Vietnamese Chicken Soup with Bok Choi and Noodles
I haven’t been cooking Asian for a while, but recently I was making a large amount of chicken stock and decided to use some of it to make the recipe below. It’s from Hot Sour Salty Sweet, a cool travelogue-type cookbook that gives a great background on the cuisines of Southeast Asia, from Vietnamese to Thai to Laotian to South Chinese. This soup is from Vietnam and is called canh ga.
The bok choi in this soup goes very well with the chicken stock, and makes this simple soup tasty and satisfying. I used sweet potato noodles (made from that vegetable’s starch), which worked well because they’re thick and firm, and went well with the bok choi. We didn’t have any fish sauce in the house, so I seasoned the soup with oyster sauce instead – nice funky flavor to lift it up and make it a little special.
Heat & Knives
The Recipe
Source: Hot Sour Salty Sweet: A Culinary Journey Through Southeast Asia by Jeffrey Alford and Naomi Duguid
2 chicken legs or 1 chicken breast (approximately 1 pound)
6 cups chicken broth
2 cups water
2 ounces cellophane noodles, soaked in warm water for 20 minutes and drained
5 to 6 stalks bok choi or Swiss chard, thoroughly washed
3 tablespoons Vietnamese or Thai fish sauce
salt to taste
freshly ground black pepper
Rinse the chicken, remove and discard the skin and fat, and place in a large pot. Add the broth and water and bring to a boil. Lower the heat and simmer, half-covered, skimming off any foam that rises to the surface, for 30 minutes, or until the chicken is cooked through.
Remove the chicken from the broth and let sit for a moment, until cool enough to handle. Discard the bones, shred the meat, and set aside. If you have time, chill the broth and then skim off the fat; if not, strain the broth into a saucepan through a colander lined with two layers of cheesecloth. (The soup can be prepared ahead to this point and the chicken and broth stored separately, once cooled, in well-sealed containers in the refrigerator for up to 2 days.)
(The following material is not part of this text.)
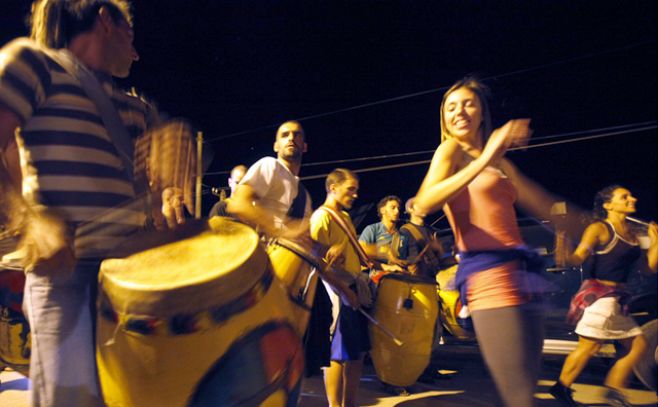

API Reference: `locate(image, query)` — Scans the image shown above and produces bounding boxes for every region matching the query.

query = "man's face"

Meanwhile, using scissors, cut the soaked noodles into 3- to 4-inch lengths; set aside. Cut off the bok choi or chard stems and set aside for another purpose. Slice the leaves lengthwise in half and cut crosswise into 1-inch slices.
When ready to serve, heat the broth to a simmer. Add the fish sauce, taste for seasonings, and add salt if you wish. Divide the shredded chicken ammong six soup bowls. Add the cellophane noodles and greens to the simmering broth and bring to a vigorous boil. Give the soup a good stir, then ladle the hot soup over the chicken, distributing the noodles and greens among the bowls. Grind black pepper generously over each bowl and serve at once.
Note: This soup can be served Vietnamese style over cooked rice: Allow at least ½ cup cooked rice per person. Place the rice in large soup bowls, add the shredded chicken, and ladle the soup over.